Economics importance

It is impossible to overstate the economic and nutritional value of tomato fruits to Nigerians. It serves as a food supply for people and a significant source of revenue for numerous farmers who grow them for fresh produce markets (Aluko, 1989). Man consumes it in a variety of ways, including as a raw food, as an ingredient in numerous cuisines, sauces, salads, and beverages. Tomatoes aid in the growth of rural agro-industries, according to Nkiru Omeregie et al. (2005). One of the most potent natural antioxidants, lycopene, is found in tomatoes. Lycopene, found in particular in cooked tomatoes, has been reported in certain studies to help against prostate cancer, however other study disputes this finding.
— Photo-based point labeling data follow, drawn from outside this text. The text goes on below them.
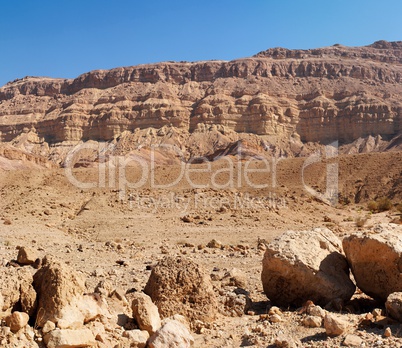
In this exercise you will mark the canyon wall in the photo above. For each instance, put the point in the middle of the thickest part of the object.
(319, 95)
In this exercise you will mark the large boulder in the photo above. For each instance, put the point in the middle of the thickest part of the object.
(179, 285)
(59, 287)
(16, 290)
(376, 263)
(145, 313)
(306, 265)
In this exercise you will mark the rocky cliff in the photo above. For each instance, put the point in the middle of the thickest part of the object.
(278, 98)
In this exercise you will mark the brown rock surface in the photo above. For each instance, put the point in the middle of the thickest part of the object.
(375, 260)
(69, 338)
(335, 325)
(58, 286)
(280, 96)
(16, 288)
(26, 256)
(17, 321)
(172, 334)
(306, 265)
(145, 313)
(180, 286)
(394, 305)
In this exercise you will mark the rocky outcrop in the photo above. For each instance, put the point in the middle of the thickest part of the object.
(306, 265)
(375, 260)
(320, 95)
(178, 285)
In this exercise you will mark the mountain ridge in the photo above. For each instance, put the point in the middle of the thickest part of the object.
(287, 98)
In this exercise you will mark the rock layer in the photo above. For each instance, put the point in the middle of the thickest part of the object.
(376, 261)
(306, 265)
(320, 95)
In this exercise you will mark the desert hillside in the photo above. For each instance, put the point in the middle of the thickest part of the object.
(250, 203)
(278, 102)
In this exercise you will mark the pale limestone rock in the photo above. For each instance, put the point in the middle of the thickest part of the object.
(312, 321)
(70, 338)
(137, 338)
(352, 341)
(27, 256)
(334, 325)
(178, 285)
(306, 265)
(172, 334)
(376, 261)
(17, 320)
(145, 312)
(394, 305)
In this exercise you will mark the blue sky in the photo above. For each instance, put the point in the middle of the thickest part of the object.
(64, 38)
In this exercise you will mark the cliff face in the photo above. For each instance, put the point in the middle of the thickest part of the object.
(320, 95)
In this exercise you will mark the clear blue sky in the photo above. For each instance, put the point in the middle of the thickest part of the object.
(64, 38)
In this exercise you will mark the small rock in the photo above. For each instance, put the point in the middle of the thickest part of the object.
(235, 277)
(275, 318)
(316, 311)
(387, 332)
(186, 219)
(394, 305)
(172, 334)
(274, 310)
(214, 244)
(377, 312)
(352, 341)
(69, 338)
(137, 338)
(26, 256)
(285, 342)
(334, 326)
(16, 321)
(312, 321)
(145, 313)
(49, 326)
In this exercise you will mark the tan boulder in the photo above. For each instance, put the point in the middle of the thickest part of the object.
(312, 321)
(179, 285)
(145, 312)
(69, 338)
(335, 325)
(172, 334)
(28, 298)
(16, 288)
(26, 256)
(306, 265)
(17, 320)
(394, 305)
(137, 338)
(352, 341)
(58, 287)
(235, 277)
(376, 262)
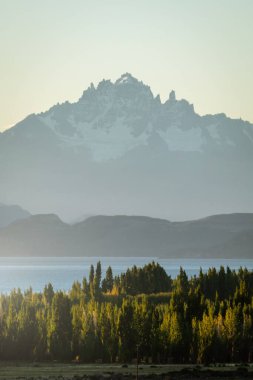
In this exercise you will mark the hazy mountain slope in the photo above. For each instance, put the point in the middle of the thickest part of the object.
(224, 236)
(10, 214)
(120, 150)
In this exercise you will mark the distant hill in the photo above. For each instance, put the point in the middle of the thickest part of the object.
(224, 236)
(10, 214)
(121, 150)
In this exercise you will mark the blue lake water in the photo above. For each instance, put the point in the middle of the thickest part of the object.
(63, 271)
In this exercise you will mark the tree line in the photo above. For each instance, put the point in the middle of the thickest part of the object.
(202, 319)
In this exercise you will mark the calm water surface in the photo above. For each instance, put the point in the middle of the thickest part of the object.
(62, 272)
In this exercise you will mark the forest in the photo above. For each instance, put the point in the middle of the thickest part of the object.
(143, 312)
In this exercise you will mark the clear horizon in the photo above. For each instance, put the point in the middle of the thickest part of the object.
(51, 51)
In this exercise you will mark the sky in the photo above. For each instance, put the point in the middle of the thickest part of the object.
(51, 50)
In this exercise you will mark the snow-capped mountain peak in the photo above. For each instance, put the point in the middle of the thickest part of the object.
(112, 119)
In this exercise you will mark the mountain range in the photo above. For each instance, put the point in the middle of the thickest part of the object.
(223, 236)
(11, 213)
(121, 150)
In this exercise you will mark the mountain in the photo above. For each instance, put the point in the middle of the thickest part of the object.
(10, 214)
(224, 236)
(120, 150)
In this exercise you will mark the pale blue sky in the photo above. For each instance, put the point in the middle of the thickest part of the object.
(52, 49)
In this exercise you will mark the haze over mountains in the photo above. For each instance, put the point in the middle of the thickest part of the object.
(223, 236)
(10, 214)
(120, 150)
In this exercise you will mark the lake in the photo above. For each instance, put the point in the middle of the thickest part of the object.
(63, 271)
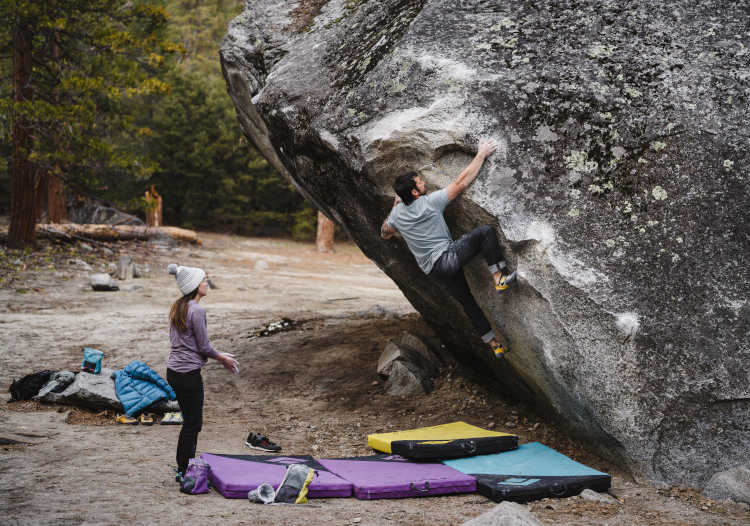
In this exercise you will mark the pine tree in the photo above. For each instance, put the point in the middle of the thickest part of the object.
(77, 66)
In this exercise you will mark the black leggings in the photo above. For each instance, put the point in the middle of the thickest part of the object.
(448, 271)
(189, 390)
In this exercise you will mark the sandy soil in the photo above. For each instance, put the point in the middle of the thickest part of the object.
(314, 390)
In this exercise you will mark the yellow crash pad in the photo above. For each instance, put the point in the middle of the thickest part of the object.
(457, 439)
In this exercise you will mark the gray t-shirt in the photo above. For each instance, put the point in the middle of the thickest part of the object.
(423, 227)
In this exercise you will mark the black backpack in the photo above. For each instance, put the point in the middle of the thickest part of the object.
(29, 385)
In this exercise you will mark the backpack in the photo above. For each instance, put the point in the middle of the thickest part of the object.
(92, 360)
(195, 480)
(29, 385)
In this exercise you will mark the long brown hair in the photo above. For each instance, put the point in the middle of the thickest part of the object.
(178, 312)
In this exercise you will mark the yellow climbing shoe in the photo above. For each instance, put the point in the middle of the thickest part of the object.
(505, 281)
(125, 419)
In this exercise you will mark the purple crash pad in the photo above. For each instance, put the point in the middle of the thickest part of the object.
(394, 477)
(234, 475)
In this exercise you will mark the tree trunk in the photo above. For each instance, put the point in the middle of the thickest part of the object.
(116, 233)
(324, 238)
(24, 176)
(57, 210)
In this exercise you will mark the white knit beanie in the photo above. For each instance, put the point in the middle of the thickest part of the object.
(188, 278)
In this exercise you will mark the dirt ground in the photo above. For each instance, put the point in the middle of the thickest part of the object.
(313, 389)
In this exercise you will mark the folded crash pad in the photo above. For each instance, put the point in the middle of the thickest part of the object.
(393, 477)
(234, 475)
(533, 471)
(457, 439)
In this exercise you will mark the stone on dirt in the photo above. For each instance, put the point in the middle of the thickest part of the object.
(429, 359)
(594, 496)
(97, 391)
(733, 484)
(125, 267)
(618, 188)
(406, 379)
(505, 514)
(103, 282)
(80, 264)
(395, 351)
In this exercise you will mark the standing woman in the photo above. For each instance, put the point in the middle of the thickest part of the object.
(190, 351)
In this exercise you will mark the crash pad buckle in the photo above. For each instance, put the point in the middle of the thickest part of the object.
(426, 488)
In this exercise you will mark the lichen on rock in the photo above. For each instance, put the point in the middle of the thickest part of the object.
(619, 191)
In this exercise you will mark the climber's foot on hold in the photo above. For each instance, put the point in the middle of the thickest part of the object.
(504, 281)
(498, 349)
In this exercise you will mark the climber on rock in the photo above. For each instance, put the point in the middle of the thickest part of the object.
(418, 218)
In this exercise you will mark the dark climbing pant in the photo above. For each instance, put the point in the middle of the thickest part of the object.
(448, 271)
(189, 390)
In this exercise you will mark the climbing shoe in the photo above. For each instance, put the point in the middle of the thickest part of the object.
(500, 352)
(259, 441)
(125, 419)
(505, 281)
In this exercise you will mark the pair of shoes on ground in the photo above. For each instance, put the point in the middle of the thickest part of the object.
(261, 442)
(145, 420)
(505, 281)
(171, 419)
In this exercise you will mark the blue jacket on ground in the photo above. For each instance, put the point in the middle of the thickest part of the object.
(138, 386)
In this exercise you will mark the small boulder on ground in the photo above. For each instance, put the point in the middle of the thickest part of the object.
(406, 379)
(594, 496)
(125, 268)
(97, 391)
(505, 514)
(103, 282)
(408, 366)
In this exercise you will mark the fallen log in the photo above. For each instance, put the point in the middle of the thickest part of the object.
(115, 232)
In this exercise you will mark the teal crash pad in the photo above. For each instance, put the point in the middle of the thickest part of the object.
(531, 472)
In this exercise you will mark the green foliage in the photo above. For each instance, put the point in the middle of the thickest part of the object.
(139, 99)
(90, 60)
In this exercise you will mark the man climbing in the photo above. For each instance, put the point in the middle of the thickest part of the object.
(418, 218)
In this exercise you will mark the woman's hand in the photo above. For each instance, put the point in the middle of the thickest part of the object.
(229, 362)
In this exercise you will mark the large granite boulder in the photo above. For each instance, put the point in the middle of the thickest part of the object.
(619, 190)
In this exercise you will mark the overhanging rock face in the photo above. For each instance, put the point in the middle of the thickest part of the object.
(619, 190)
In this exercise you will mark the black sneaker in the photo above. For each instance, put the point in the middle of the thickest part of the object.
(259, 441)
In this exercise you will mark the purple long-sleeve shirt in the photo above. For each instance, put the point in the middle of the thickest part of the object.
(190, 349)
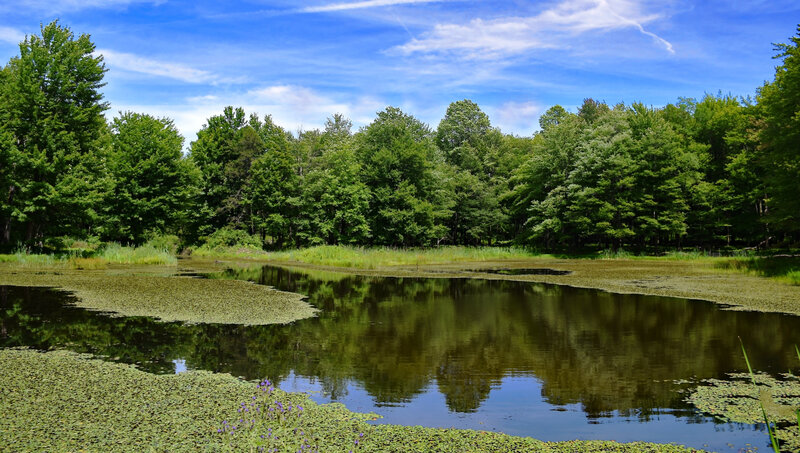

According to BBC News on April 28, 2008, lycopene has also been found to enhance the skin’s capacity to fend off damaging ultraviolet rays. It has no effect on the chance of getting diabetes, but it might help those who already have the disease reduce oxidative stress (Valero, Vidal Burgos etal.; 2011). According to a study conducted by scientists at Manchester and Newcastle universities, tomatoes can prevent sunburn and keep the skin looking young (Maccrae, 2008). The poisonous alkaloid tomatine is found in trace concentrations in the tomato plant’s leaves, stem, and green, unripe fruit (Mcgee, 2009). Additionally, they contain solanine, a poisonous toxin also present in the leaves of nightshade plants like potatoes (Barceloux, 2009). Dogs may be poisoned by tomato plants if they eat large amount of fruits

Background of the study

When they infect a tomato plant alone, fungus and root-knot nematodes are known to impair growth and performance. This basically made this study on the growth and performance of susceptible and resistant tomato plants under combined infection with Fusarium oxysporum and Meloidogyne incognita necessary.

Aim of the study

The purpose of this study is to ascertain how the growth and performance of susceptible and resistant tomato plants are affected by combined infections with Fusarium oxysporum and Meloidogyne incognita.

Relevance study


In Nigeria, there are currently no mixed infection impacts of pathogens on the growth and performance of tomato plants. Probably because infection signs can occasionally be mistaken for other conditions like vitamin deficiencies or a lack of moisture, or even worse, ignored (Idowu etal., 1990; Iheukwumere etal., 2007). Iheukwumere etalstudy .’s is one of the few on the impact of combined infections (1995,1996,2005,2007,2012). However, as was already said, this study by Iheukwumere focused on other crops rather than tomatoes.This, in essence, made this experiment necessary to ascertain the combined effects of Fusarium oxysporum and Meloidogyne incognita infections on the development and productivity of susceptible and resistant tomato plants, information that will help to better understand the disease complexes affecting tomato crops in Nigeria. In addition to closing the knowledge gap on the infection complexes of crops involving a nematode and a soil fungus, specifically tomato, this will assist in developing ways to implement controls to prevent these pathogens from entering and harming our tomato crops.